History, Memory, Cinema: Angelopolous's Ulysses' Gaze

Curator's Note

This scene from Angelopolous’ Ulysses’ Gaze (1995) is a powerful example of historical memory showing how time can be incorporated into the image. It is framed by a silent film, made in the Balkans in 1905 by the brothers Manakis, the ‘first gaze’ capturing an everyday coexistence now vanished from post-communist Europe. A narrator, named ‘A.’ [Harvey Keitel], a Greek-American filmmaker searching for the Manakis brothers’ lost films, describes it as a symbol of hope, of cinema’s power to capture historical experience and renew our sense of the world. This gives way to a shot set in the present (in 1994), narrated by the Manakis brothers’ Assistant, recollecting an anecdote from 1954: Manakis photographing a beautiful blue ship followed by his sudden death. Set in the same place, the port of Thessaloniki, the sequence shows how this past experience coexists with the present moment in which A. listens to the Assistant’s tale; his narration condenses past and present, recollecting an event from the past that is depicted as happening in the present. As the camera pans from left to right, revealing A. listening to the Assistant's tale, and then from right to left, as A. walks slowly back to where Manakis was shown dying, we are moving back and forth in time, spanning decades of memory. The blue ship continues to sail serenely by, inhabiting both temporal frames—A’s present (in 1994) and the Assistant’s past (in 1954)—as A.’s quest to find the Manakis Brothers’ ‘three reels’ is revealed in voiceover. These parallel time frames—a silent film made in 1905, a filmmaker’s death in 1954, and a kindred filmmaker’s vision in 1994—all coexist within the one sequence-shot. It combines these temporal perspectives to capture the mood of melancholy nostalgia that defines A.’s cinematic-historical quest. This is a remarkable example of temporal montage within the image: an historical memorial-image that presents the coexistence of the present, the recollected past, and presence of the past, all framed by the cinema itself. This is the ‘first gaze’ that A. desires to recover, and in so doing recover his own gaze as a filmmaker chronicling the past in the present (the century's beginning and its war-torn end). Angelopolous captures here the traumatic echoes of past events that still inhabit places and spaces, revealing cinema as a ‘memory machine’ that can reanimate historical, social, and personal events through time.

 

Comments

Wonderfully sad scene, Robert. I can't help but see it now with Angelopoulos' recent death in mind.

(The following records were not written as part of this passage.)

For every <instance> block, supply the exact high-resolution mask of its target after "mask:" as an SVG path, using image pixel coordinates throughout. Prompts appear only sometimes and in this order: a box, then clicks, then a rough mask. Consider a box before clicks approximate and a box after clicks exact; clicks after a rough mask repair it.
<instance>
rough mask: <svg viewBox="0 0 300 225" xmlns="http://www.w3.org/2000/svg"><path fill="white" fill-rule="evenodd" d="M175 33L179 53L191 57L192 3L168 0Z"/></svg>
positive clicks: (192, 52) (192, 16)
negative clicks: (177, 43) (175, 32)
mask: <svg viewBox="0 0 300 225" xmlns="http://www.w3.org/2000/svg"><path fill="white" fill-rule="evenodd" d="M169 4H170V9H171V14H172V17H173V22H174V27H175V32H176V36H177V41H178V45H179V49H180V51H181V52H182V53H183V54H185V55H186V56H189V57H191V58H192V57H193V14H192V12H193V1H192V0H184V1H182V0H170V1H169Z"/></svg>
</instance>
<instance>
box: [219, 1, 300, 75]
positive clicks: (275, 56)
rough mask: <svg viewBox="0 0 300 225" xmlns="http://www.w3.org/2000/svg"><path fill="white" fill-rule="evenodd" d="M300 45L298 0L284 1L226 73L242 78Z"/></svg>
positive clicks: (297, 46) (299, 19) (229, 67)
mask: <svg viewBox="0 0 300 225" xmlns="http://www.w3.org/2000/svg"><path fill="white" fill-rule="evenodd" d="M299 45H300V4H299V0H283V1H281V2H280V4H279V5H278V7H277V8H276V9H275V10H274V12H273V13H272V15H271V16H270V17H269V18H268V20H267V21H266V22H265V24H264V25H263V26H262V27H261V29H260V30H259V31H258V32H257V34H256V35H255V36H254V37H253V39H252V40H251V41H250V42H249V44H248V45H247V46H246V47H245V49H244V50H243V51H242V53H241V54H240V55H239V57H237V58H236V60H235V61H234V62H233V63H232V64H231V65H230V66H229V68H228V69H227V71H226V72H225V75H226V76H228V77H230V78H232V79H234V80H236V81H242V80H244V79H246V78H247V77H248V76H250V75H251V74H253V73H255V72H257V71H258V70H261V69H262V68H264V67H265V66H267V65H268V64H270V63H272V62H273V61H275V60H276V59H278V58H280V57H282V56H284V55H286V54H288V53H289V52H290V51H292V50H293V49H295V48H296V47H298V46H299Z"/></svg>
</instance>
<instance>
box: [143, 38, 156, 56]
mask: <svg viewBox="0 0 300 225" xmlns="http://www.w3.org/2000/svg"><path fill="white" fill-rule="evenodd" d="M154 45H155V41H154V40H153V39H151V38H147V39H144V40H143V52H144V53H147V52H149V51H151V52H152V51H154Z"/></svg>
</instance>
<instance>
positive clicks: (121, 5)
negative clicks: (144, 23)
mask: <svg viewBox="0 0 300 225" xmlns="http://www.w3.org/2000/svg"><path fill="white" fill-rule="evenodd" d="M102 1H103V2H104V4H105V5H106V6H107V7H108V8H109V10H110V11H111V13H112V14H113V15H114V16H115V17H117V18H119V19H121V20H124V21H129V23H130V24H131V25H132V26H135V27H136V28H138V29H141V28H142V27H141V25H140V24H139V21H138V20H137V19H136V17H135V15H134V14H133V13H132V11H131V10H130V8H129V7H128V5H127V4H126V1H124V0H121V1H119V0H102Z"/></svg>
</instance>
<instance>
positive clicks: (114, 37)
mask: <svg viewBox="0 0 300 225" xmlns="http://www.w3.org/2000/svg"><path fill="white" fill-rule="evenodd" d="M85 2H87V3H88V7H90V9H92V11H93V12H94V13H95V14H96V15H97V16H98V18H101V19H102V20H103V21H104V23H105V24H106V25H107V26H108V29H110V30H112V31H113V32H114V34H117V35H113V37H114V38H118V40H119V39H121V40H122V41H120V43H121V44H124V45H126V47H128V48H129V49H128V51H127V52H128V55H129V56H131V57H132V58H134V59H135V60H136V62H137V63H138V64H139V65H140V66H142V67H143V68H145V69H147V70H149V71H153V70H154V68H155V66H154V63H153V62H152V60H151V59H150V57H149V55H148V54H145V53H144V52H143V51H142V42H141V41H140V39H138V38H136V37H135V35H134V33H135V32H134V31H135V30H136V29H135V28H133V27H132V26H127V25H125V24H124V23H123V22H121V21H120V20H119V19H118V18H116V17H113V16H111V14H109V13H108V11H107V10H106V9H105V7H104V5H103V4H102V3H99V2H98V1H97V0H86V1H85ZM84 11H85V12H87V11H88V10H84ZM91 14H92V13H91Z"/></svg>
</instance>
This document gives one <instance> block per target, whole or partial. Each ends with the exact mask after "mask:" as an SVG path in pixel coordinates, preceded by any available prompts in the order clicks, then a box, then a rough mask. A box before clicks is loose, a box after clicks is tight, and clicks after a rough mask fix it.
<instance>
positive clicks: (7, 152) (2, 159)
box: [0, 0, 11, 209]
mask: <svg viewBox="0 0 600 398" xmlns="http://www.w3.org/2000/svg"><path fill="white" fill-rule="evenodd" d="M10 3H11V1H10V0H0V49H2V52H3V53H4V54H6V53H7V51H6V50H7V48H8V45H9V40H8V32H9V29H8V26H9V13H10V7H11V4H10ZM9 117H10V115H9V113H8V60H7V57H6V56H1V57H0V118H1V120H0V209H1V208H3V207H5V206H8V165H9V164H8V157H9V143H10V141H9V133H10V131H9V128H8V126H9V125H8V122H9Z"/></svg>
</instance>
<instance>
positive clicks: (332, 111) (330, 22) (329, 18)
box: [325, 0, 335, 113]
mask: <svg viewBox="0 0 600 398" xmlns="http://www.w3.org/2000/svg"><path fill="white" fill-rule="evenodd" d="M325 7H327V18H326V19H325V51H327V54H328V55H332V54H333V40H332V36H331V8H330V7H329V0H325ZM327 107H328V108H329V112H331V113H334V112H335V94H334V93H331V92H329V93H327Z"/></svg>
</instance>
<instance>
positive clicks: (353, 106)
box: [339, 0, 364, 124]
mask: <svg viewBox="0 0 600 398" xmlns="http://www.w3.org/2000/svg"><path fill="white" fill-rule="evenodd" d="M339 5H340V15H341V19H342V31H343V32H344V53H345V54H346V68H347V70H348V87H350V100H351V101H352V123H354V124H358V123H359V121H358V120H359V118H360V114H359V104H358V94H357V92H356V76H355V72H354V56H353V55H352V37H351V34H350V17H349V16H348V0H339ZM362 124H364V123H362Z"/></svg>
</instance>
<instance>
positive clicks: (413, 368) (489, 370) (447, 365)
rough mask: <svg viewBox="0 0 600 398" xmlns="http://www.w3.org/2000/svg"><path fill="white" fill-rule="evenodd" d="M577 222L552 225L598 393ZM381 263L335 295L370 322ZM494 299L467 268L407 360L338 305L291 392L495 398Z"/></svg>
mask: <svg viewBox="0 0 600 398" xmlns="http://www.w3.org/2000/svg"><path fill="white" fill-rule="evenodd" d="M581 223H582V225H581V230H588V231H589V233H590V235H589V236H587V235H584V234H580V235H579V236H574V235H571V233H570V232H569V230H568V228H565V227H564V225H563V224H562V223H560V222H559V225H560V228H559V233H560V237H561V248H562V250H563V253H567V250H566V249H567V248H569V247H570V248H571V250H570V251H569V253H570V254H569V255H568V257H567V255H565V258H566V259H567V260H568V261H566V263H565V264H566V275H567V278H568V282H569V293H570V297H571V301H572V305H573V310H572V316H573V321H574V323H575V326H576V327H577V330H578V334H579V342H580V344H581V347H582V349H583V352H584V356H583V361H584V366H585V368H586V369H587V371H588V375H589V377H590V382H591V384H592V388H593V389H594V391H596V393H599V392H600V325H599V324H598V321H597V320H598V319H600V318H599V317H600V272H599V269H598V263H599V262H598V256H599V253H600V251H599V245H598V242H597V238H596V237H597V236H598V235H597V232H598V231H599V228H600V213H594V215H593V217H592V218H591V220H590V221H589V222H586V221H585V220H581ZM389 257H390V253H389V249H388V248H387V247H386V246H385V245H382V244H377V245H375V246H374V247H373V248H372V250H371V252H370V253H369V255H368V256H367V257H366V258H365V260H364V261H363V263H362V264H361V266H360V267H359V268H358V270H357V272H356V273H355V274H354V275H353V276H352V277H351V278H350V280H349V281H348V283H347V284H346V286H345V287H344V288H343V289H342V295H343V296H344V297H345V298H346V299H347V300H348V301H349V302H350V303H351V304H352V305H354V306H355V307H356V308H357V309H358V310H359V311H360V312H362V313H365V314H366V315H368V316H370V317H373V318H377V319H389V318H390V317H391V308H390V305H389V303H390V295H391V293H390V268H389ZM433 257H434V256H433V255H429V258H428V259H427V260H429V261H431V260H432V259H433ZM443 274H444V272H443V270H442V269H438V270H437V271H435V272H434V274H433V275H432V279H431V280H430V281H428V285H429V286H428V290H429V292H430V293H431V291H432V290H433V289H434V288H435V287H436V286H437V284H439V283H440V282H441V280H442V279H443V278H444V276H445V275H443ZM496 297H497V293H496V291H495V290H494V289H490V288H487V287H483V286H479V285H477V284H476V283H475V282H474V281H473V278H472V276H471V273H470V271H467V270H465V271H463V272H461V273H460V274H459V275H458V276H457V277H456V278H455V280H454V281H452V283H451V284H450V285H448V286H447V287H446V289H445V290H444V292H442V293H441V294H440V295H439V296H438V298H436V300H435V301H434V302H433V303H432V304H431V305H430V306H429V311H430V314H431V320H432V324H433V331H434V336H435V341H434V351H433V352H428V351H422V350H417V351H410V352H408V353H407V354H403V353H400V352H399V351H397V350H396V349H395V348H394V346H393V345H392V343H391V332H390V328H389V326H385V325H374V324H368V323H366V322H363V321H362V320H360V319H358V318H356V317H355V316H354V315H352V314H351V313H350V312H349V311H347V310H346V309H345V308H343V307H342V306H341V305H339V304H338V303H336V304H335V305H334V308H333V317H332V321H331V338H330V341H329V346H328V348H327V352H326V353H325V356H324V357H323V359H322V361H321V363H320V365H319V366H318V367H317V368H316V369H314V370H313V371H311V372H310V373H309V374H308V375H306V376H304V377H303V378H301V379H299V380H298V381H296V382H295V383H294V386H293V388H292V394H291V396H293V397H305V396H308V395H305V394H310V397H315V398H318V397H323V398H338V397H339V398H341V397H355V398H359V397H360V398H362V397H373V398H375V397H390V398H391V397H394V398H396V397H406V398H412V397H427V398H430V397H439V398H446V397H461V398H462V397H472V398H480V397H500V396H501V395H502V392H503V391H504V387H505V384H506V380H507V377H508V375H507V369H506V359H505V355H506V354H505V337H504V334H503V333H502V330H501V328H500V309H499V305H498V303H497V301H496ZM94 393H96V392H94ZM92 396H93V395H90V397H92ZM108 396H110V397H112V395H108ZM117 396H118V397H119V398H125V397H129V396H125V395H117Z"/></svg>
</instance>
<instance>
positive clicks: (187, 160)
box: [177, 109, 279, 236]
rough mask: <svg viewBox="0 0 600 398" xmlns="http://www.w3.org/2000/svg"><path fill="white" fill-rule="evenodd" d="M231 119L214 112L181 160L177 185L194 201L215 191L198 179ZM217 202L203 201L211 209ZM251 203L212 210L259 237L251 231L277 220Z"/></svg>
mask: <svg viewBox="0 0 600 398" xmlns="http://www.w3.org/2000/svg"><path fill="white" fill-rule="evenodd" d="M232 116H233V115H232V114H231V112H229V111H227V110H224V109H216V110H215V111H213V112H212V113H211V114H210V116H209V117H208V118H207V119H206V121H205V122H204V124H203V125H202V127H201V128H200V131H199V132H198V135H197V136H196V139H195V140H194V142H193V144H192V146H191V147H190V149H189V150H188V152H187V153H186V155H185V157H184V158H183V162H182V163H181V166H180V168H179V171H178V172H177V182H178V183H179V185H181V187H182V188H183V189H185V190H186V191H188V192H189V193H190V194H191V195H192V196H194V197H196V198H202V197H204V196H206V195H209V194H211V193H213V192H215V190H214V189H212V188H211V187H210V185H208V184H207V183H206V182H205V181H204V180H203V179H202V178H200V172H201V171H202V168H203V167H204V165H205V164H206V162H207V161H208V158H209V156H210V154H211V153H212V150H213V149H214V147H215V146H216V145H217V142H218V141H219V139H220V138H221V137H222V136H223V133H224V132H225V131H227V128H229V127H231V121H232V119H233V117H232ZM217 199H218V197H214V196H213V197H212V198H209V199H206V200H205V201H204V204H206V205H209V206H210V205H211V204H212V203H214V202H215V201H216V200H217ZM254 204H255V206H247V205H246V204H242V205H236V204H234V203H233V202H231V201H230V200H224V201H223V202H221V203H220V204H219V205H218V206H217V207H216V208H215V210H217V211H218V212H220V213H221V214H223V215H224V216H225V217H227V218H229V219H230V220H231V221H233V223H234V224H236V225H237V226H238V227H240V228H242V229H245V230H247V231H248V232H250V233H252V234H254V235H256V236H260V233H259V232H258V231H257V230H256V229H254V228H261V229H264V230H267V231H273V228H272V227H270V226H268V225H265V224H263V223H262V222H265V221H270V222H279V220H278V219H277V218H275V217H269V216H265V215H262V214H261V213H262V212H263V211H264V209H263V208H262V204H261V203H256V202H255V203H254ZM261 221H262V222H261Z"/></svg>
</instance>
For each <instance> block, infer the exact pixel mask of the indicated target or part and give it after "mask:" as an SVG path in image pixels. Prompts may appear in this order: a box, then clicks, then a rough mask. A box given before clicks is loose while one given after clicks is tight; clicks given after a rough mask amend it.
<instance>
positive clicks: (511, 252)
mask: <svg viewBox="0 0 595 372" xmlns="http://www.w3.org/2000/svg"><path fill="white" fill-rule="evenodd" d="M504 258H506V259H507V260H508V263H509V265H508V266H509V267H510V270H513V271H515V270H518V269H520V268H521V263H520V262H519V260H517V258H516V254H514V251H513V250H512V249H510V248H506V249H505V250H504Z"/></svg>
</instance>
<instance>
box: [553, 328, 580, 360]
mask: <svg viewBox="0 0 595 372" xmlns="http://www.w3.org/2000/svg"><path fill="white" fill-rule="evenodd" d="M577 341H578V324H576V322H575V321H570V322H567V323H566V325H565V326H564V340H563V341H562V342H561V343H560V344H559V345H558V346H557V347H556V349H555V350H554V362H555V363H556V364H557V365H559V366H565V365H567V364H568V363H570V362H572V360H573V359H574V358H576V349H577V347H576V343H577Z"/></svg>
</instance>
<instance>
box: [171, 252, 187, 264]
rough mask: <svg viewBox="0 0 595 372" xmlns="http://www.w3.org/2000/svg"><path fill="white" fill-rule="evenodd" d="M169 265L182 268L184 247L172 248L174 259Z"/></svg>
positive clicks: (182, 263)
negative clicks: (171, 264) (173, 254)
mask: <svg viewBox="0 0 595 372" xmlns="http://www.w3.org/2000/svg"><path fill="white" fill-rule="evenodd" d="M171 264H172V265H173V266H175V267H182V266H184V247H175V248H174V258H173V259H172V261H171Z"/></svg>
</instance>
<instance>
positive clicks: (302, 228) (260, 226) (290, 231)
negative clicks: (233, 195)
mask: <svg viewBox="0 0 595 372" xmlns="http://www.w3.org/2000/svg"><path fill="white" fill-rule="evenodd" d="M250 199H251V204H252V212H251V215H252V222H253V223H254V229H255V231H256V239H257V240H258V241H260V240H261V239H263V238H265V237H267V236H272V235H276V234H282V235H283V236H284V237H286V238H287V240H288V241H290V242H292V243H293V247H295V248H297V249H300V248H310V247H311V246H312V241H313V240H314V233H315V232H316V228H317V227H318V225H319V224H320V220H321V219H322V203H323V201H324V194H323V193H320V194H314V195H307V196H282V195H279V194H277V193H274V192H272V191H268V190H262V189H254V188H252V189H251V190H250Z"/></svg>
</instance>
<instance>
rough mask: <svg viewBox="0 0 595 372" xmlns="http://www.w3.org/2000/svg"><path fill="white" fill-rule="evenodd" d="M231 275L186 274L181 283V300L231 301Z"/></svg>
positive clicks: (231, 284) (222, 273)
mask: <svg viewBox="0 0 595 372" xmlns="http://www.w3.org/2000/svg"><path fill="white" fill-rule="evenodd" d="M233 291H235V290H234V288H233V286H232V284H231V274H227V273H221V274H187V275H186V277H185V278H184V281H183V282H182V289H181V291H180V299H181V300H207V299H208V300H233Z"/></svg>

Here we have a film-maker's death from heart attack in 1954 being filmed by a film-maker who would die from injuries and a heart attack following a road accident while shooting The Other Sea in 2012. It's the same sadness, I think, of passing that Stiegler refers to in Technics and Time (v.2, p.21) when talking about Fellini’s Intervista (1987 - his penultimate film). In a key scene Marcello Mastroianni and Anita Ekberg watch their younger, beautiful selves in La Dolce Vita (1960) – ‘Anita sees herself, finally—one should say en fin, in the end—in a tragic mirror-play; she sees her future ad infinitum as reflected in her past and reversed there as her end—the undetermined, written in huge letters across all films, as a fabulous and interminable symmetry. Anita, seeing herself, does not say (as Barthes does looking at the photograph of Lewis Payne): “he is dead,” “he is going to die” (a telescoping whose stakes he manifests magisterially—and what happens to Anita is also a tele-scoping and a tele-scopics). Anita does not merely say “she” but, inverting the propositional order: “I,” “I am going to die,” and: “I am dead”—I am dying, already dead’. For me, the viewer, the cinematic reflexivity of this scene from Ulysses’ Gaze now rebounds again via the passing of Angelopoulos.